Notícia boa para o servidor muitas vezes dura pouco. Reportagem da Folha de São Paulo revela que a resolução do CNJ (Conselho Nacional de Justiça) que proíbe órgãos do Poder Judiciário de reconhecer e pagar novos penduricalhos por decisão administrativa deixa brechas e não resolve o problema dos supersalários de magistrados.
O veículo consultou representantes de organizações que acompanham as despesas da Justiça e outros estudiosos da área —parte deles só aceitou falar sem ser identificado, segundo a matéria. Eles dizem ver vantagens na norma do CNJ por tentar colocar um freio nas despesas, mas apontam que ela tem pouca efetividade.
O CNJ não se manifestou, de acordo com o jornal.
Em um relatório que deve ser divulgado ainda em junho, a ONG Transparência Brasil destaca que a norma do CNJ restringe apenas decisões futuras e permite que atos realizados antes da resolução, aprovada no dia 20 de maio, continuem válidos —inclusive pagamentos que ainda não começaram a ser feitos.
“Dessa forma, todas as decisões administrativas já tomadas continuarão impactando o orçamento do Judiciário”, diz o documento.

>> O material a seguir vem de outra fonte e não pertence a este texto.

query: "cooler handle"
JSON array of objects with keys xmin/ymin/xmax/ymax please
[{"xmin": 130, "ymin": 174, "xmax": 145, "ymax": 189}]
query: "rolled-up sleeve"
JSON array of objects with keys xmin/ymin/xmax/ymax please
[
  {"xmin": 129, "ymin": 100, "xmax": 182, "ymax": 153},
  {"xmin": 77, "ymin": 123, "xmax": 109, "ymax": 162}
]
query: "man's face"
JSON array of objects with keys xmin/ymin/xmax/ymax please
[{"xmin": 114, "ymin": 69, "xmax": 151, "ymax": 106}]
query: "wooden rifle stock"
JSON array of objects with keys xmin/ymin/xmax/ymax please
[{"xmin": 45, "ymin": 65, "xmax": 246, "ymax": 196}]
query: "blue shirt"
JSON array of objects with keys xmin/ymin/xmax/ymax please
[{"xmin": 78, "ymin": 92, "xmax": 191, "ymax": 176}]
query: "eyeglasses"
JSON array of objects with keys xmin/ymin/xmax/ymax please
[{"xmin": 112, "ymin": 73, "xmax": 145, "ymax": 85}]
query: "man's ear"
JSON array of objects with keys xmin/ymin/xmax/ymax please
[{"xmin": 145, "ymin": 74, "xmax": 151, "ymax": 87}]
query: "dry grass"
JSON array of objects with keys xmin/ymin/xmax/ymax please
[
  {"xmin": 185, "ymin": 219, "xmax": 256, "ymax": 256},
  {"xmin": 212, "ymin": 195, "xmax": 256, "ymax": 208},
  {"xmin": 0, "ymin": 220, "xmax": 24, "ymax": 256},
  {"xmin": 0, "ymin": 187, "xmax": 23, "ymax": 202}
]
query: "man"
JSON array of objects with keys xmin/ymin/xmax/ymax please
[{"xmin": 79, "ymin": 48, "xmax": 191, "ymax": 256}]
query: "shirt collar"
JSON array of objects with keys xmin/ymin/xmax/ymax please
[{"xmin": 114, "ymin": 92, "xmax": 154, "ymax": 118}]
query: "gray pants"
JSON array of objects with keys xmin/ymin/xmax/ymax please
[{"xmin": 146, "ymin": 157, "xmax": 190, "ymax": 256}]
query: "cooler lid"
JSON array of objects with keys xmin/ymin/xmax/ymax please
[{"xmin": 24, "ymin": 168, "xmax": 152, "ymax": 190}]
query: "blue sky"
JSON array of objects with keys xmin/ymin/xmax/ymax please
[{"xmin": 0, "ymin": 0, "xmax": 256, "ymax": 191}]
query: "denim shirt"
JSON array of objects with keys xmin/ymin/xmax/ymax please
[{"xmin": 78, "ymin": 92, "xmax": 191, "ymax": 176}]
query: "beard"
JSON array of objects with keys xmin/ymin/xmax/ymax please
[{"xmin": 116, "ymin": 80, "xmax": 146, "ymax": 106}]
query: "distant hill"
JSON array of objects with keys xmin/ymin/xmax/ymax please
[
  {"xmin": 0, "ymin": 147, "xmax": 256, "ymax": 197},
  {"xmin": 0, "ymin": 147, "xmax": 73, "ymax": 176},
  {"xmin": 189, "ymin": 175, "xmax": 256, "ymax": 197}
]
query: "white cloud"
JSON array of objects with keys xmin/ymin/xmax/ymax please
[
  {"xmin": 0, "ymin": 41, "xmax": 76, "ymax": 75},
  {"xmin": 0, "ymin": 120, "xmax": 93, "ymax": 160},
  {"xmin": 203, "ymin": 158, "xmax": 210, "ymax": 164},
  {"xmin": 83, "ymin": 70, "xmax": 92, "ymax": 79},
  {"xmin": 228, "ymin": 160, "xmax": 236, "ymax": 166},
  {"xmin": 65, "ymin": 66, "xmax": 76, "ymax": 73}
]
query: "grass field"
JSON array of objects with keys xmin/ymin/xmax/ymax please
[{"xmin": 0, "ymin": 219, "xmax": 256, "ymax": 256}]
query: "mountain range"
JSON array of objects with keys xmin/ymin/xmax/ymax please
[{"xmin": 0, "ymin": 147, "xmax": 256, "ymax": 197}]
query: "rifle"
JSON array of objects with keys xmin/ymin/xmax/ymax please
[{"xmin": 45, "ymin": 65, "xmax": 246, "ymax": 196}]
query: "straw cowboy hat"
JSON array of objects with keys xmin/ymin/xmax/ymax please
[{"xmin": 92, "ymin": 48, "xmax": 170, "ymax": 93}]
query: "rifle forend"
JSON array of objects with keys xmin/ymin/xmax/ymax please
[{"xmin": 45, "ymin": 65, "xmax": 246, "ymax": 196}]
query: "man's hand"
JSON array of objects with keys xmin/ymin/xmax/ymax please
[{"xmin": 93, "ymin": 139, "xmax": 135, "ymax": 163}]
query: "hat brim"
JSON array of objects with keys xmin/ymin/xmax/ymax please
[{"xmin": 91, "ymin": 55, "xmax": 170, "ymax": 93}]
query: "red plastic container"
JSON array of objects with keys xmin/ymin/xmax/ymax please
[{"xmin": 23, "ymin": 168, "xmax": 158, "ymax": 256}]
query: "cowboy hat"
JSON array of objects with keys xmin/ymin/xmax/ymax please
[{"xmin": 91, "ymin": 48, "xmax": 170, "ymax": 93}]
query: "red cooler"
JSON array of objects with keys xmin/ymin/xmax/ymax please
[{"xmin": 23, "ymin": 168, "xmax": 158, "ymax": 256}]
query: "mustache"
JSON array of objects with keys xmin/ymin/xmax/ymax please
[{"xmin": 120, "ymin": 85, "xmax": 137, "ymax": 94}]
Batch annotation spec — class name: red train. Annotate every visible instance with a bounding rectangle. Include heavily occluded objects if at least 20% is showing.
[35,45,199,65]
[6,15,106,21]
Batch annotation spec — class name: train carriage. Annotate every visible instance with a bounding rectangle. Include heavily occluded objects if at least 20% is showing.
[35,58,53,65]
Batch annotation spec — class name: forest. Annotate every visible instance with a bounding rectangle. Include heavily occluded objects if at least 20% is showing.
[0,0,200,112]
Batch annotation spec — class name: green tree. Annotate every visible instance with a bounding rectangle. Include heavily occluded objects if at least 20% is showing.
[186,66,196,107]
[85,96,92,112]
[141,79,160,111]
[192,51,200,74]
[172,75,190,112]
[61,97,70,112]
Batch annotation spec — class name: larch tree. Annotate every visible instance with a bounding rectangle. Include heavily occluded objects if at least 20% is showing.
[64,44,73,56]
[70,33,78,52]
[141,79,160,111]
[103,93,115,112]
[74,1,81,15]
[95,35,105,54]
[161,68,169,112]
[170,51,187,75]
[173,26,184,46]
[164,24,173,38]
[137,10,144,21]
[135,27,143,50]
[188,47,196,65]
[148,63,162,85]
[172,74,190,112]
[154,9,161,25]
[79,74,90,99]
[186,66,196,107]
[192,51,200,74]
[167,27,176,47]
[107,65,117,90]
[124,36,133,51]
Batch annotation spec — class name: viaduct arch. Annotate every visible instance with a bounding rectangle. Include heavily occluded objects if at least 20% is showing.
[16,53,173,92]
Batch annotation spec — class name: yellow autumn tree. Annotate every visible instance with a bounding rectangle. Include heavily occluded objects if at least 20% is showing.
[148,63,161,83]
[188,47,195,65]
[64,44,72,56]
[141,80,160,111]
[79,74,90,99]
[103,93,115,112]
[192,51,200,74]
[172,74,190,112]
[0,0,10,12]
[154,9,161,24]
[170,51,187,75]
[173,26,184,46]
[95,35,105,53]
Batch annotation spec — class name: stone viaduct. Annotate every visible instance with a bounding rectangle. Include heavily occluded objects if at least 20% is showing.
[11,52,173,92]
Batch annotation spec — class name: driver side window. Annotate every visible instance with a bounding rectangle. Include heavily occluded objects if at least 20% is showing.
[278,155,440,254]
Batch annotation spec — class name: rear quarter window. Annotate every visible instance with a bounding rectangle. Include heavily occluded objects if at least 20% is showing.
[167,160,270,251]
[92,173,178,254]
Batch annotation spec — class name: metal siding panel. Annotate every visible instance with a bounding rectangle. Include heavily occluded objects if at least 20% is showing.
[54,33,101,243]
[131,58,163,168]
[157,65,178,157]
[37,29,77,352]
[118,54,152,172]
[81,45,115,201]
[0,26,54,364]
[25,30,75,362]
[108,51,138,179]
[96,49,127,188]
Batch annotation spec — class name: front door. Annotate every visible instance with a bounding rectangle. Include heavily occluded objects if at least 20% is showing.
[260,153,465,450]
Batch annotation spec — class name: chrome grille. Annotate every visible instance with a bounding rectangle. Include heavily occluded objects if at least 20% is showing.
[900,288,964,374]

“Muitas delas terão efeitos apenas nos próximos anos, quando os tribunais locais provisionarem orçamento para pagar retroativamente os benefícios já autorizados –em detrimento do uso de recursos para ações que resultem em mais eficiência e igualdade no acesso à Justiça.”
A entidade afirma que o CNJ poderia ter optado ao menos pela vedação dos pagamentos não iniciados e que foram amparados apenas em decisão administrativa.
“O CNJ teria promovido a efetiva moralidade e racionalidade nesses gastos. A resolução editada, entretanto, optou por ser mais permissiva do que restritiva”, diz.
O estudo aponta que, de janeiro de 2018 até abril de 2025, o Judiciário distribuiu ao menos R$ 10,3 bilhões em retroativos. Só em 2024, foram R$ 3 bilhões e, nos quatro primeiros meses de 2025, R$ 1,3 bilhão.
Entre os penduricalhos que contêm retroativos, estão a gratificação por exercício cumulativo de trabalho e até correções salariais da década de 1990, escalonadas e com juros.
Além disso, em 2024, 7 em cada 10 magistrados brasileiros receberam retroativos. Destes, 1.657 ganharam acima de R$ 500 mil apenas desta rubrica.
A transparência do conselho também é questionada pelo estudo, que a aponta como “baixíssima” em relação ao pagamento de penduricalhos.
O Painel de Remuneração dos Magistrados do CNJ disponibiliza as informações apenas com a classificação “retroativos”, sem detalhamento complementar.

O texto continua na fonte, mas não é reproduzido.